Todavía
no tenía la certeza. Pero tenía un miedo atroz, sabía que iba a perderlo en
cualquier momento, ¿cómo iba a vivir sin mi protección?, ¿quién ocuparía mi
lugar?
El
miedo no era otra cosa que pasión. Una pasión sin límites por aquella minúscula
criatura que llevé en mis entrañas por nueve meses. Mi hijo creció.
Ya
es un hombre, me decían unos, parece tu hermano menor me alertaban otros (yo en
la gloria). Repito, no tenía la certeza de ese suceso, no quería aceptar que mi
hijo el varón, el primero se había convertido en un hombre sin apenas
percibirlo.
Llegó
un momento difícil para la familia toda, el niño había terminado el
preuniversitario y debía irse al servicio militar. Volvía el miedo a apoderarse
de mí.
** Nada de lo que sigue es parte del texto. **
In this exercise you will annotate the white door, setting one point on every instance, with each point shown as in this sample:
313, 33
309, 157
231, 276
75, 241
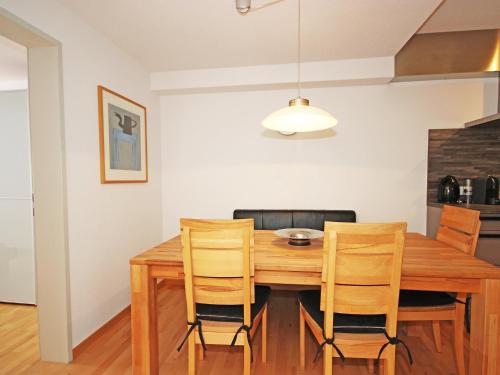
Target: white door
17, 254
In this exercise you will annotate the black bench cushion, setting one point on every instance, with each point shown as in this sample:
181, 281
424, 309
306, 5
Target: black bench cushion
280, 219
420, 298
346, 323
233, 313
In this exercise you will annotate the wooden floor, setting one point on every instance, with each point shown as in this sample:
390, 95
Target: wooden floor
110, 352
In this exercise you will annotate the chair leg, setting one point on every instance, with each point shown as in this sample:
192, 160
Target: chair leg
381, 366
302, 341
246, 358
458, 325
371, 366
264, 335
436, 330
191, 355
201, 353
390, 363
327, 360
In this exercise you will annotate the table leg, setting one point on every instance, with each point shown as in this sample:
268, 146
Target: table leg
143, 319
485, 333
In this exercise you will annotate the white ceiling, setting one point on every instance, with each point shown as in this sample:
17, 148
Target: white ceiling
13, 61
457, 15
192, 34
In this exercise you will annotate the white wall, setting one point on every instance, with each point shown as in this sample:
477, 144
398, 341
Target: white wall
107, 224
17, 254
216, 157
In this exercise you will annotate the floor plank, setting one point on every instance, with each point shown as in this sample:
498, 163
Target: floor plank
110, 353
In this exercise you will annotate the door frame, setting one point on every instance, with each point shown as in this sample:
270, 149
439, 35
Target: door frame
46, 116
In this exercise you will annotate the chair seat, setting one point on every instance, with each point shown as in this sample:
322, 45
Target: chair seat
420, 298
233, 313
345, 323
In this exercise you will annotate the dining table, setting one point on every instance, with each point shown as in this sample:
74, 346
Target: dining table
427, 265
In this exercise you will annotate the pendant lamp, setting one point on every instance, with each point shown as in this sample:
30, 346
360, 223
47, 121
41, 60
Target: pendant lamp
299, 116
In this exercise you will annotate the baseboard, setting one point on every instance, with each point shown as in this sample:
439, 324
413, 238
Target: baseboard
106, 327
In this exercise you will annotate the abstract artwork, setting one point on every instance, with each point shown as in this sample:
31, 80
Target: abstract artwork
122, 130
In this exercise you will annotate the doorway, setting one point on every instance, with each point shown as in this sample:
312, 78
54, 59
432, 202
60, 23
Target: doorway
46, 121
17, 253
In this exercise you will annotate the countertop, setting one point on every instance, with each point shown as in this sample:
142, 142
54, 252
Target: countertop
487, 210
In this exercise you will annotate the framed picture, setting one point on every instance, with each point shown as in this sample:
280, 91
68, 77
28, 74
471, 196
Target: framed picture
122, 138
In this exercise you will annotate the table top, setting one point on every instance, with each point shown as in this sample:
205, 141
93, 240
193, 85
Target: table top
423, 256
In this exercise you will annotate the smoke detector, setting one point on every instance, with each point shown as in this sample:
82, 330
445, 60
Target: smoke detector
243, 6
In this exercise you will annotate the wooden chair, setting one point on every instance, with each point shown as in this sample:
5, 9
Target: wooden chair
459, 228
224, 307
355, 313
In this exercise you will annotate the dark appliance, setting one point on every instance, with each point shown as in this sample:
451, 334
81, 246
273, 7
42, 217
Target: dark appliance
485, 190
448, 190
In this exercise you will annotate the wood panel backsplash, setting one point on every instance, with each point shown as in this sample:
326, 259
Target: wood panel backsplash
464, 153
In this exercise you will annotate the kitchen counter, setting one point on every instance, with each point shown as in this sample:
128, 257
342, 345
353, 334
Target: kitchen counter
488, 211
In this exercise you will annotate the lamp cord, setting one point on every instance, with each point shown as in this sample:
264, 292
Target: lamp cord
298, 51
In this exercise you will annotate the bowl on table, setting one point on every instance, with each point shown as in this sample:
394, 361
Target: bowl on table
299, 236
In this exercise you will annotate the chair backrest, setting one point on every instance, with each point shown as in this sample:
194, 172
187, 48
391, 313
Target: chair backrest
218, 263
280, 219
459, 228
362, 271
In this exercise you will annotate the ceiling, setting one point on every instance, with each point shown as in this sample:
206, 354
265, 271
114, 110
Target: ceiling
461, 15
195, 34
13, 61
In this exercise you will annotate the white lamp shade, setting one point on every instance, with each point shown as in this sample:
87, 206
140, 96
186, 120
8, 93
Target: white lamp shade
299, 118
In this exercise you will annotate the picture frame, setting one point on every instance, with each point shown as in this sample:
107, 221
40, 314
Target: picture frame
122, 138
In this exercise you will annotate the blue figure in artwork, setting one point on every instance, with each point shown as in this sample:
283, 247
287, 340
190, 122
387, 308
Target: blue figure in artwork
126, 125
124, 135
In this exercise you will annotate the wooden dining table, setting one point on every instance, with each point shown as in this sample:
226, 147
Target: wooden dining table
427, 265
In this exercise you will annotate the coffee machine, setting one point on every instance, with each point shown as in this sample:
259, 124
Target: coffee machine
448, 190
485, 190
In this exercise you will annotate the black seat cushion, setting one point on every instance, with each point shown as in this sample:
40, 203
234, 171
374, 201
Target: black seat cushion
346, 323
233, 313
280, 219
420, 298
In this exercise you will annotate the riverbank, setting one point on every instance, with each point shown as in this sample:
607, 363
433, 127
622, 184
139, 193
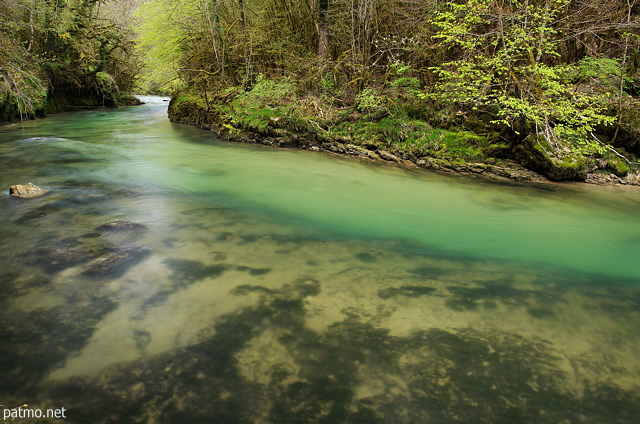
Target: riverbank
381, 136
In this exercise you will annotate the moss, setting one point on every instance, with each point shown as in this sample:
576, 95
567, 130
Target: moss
617, 166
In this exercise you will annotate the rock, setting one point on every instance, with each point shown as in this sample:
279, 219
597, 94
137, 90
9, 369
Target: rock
26, 191
113, 263
120, 225
55, 259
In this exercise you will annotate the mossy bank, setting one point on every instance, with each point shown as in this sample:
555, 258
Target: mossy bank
268, 115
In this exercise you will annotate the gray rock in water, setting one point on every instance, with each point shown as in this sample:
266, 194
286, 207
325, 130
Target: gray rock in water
120, 225
26, 191
55, 259
113, 263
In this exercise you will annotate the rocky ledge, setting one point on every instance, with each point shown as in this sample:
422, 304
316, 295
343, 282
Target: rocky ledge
531, 164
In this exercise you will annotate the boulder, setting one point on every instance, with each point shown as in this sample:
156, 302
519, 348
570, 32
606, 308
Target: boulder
120, 225
26, 191
115, 262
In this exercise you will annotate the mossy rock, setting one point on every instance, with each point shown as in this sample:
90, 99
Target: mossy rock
537, 155
617, 166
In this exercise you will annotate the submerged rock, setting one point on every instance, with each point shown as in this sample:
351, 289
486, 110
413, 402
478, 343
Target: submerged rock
113, 263
120, 225
55, 259
26, 191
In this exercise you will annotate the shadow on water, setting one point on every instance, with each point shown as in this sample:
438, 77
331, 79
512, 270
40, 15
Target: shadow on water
355, 372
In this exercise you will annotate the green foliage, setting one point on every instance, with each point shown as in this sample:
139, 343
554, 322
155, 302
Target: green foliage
267, 93
511, 78
369, 100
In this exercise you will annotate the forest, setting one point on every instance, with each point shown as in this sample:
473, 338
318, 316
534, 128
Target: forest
550, 85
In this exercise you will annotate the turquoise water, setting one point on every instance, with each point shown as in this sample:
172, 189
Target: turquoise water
273, 285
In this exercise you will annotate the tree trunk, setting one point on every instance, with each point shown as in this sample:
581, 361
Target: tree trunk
323, 29
247, 58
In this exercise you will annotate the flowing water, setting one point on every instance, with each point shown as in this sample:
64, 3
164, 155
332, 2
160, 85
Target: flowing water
259, 285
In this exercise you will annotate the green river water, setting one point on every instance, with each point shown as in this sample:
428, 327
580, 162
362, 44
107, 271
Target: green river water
277, 286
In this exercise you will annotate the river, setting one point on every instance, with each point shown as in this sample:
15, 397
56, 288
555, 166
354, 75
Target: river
261, 285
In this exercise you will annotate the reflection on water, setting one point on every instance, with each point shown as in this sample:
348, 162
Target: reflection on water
169, 277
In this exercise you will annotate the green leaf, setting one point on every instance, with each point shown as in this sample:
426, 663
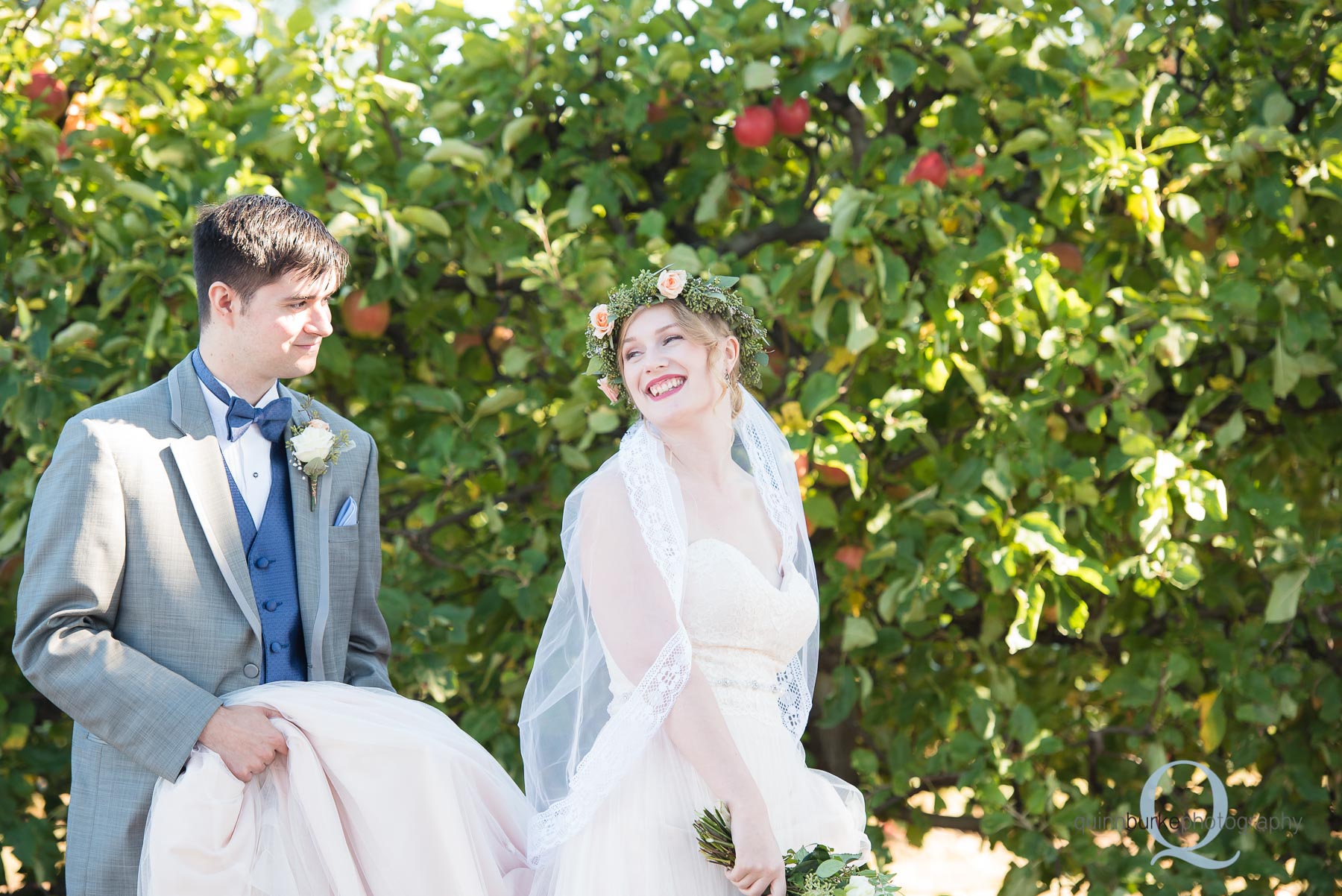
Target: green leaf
300, 20
1211, 710
517, 129
858, 632
760, 75
862, 335
830, 868
1276, 109
505, 397
456, 152
424, 219
711, 198
825, 267
1286, 596
1286, 372
140, 192
1176, 136
1026, 141
1030, 604
901, 69
1181, 207
820, 391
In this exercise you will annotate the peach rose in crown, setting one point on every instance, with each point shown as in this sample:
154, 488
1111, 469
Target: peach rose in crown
600, 321
670, 283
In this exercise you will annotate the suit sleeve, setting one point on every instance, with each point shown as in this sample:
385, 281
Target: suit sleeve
63, 642
369, 643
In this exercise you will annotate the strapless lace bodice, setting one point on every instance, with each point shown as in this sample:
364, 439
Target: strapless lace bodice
743, 628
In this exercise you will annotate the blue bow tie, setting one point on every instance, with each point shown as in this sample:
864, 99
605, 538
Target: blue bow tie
271, 420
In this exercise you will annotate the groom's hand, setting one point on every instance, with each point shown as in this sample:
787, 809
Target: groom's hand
245, 739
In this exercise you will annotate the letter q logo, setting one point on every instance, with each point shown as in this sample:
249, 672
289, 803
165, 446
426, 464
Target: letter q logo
1217, 818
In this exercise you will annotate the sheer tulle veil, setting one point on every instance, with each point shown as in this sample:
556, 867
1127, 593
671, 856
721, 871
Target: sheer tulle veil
624, 534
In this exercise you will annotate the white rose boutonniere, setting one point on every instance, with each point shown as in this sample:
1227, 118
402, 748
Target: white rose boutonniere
315, 447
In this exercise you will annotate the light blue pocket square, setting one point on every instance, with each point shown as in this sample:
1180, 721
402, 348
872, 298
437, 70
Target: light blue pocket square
348, 514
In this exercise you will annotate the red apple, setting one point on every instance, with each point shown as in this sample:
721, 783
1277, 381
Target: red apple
793, 117
932, 168
501, 337
48, 94
1068, 256
753, 127
365, 321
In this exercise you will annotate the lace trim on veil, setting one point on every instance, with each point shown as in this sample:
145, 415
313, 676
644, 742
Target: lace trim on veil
793, 694
637, 718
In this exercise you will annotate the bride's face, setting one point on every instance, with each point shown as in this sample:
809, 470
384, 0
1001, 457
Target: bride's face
669, 373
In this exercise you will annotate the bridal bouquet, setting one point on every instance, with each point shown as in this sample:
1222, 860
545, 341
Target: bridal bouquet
812, 871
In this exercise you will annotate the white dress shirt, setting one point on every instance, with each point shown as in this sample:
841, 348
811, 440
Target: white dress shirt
248, 458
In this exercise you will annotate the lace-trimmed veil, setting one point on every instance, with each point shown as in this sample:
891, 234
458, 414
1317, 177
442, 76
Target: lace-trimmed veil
617, 602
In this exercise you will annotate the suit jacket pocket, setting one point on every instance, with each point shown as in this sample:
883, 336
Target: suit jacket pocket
342, 535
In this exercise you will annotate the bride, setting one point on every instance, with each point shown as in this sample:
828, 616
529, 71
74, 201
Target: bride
677, 667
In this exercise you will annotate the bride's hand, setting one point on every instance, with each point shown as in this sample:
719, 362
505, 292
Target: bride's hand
758, 867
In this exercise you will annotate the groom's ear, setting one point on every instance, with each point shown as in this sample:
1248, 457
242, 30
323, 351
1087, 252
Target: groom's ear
224, 302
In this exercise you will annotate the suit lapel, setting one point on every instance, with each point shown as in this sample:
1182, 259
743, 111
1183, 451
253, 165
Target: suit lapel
309, 543
201, 467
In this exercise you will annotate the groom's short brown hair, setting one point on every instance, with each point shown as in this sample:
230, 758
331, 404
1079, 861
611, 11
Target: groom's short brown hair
254, 240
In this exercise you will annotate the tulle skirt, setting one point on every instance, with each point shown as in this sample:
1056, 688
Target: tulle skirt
380, 795
642, 837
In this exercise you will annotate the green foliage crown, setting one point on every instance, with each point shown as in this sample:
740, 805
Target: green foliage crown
701, 295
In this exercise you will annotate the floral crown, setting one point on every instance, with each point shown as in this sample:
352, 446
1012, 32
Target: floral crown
652, 287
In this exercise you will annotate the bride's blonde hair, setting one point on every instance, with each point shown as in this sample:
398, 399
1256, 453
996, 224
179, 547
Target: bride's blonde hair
705, 330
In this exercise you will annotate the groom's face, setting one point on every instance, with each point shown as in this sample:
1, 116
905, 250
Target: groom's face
281, 329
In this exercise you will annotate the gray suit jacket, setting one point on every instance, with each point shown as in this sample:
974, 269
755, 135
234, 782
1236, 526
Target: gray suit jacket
136, 609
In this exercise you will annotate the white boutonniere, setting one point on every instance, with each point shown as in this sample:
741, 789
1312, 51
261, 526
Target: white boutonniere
315, 447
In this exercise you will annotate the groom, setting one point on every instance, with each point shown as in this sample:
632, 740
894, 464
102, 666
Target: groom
174, 552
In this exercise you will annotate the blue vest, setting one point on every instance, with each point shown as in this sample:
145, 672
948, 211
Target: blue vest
273, 567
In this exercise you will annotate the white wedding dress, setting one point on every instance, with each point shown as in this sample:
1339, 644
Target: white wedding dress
379, 795
744, 631
382, 795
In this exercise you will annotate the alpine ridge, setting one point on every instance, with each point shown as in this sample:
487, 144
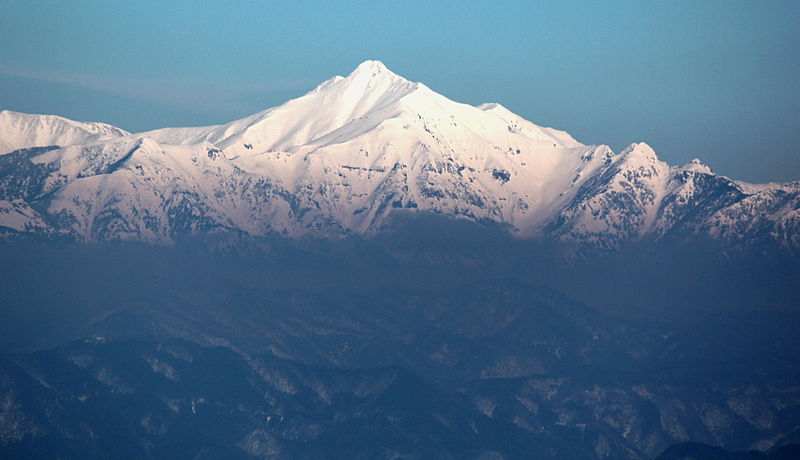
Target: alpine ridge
353, 154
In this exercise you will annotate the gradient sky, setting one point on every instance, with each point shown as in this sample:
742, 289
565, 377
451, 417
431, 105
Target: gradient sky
718, 80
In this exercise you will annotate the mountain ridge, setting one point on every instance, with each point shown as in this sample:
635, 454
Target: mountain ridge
344, 157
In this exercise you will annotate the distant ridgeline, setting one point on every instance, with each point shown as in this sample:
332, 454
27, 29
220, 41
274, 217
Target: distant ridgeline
352, 157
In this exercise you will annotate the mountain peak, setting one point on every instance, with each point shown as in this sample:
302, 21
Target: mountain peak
371, 65
373, 72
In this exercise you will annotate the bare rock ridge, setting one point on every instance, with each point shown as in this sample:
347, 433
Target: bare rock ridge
356, 150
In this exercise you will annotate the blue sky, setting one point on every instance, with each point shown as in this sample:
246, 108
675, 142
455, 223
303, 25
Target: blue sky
719, 80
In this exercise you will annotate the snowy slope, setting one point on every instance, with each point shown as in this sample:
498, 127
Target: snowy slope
22, 130
357, 151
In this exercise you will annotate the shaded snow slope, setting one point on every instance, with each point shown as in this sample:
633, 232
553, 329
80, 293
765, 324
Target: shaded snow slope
22, 130
356, 151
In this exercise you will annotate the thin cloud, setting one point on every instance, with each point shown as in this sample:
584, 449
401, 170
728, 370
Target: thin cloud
194, 95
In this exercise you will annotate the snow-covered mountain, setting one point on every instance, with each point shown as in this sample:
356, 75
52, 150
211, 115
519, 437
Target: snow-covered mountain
21, 130
352, 154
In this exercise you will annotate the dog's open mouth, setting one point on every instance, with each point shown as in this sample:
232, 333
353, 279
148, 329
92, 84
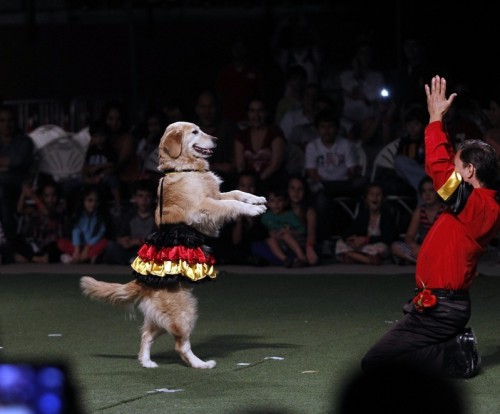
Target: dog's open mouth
205, 152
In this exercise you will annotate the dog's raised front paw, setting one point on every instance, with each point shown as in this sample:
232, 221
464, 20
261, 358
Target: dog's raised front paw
149, 364
257, 209
259, 200
205, 365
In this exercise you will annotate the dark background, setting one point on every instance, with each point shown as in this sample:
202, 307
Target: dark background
145, 51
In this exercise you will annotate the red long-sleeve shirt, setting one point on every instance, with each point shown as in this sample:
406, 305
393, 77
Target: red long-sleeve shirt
451, 250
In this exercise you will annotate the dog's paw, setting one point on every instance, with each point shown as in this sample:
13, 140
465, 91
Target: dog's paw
205, 365
149, 364
259, 200
252, 199
256, 209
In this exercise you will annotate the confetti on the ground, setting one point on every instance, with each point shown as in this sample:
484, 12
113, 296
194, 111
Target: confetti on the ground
164, 390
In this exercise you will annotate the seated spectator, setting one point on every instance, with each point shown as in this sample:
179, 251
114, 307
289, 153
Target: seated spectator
16, 160
260, 147
424, 216
301, 204
234, 245
90, 229
296, 80
134, 226
284, 229
42, 222
100, 165
6, 255
410, 157
371, 233
149, 136
128, 164
302, 134
361, 83
333, 169
304, 114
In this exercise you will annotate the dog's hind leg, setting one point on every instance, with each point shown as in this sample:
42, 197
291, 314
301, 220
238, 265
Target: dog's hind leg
150, 331
183, 348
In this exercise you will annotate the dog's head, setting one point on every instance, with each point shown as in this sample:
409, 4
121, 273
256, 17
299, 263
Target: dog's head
185, 145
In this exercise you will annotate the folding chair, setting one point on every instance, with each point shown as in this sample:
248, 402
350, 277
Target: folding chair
384, 160
60, 154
Dejaba de razonar una vez más, que mi hijo creció.
Han
pasado uno, dos, tres, cuatro, cinco, seis... once meses, casi termina el período del servicio militar y lo
veo responsable, inmenso, extraordinario.
Ahora vendrá una etapa más extensa, llegará la universidad otras serán las exigencias y las responsabilidades a cumplir
por este niño salido de mis entrañas y que para orgullo mío creció.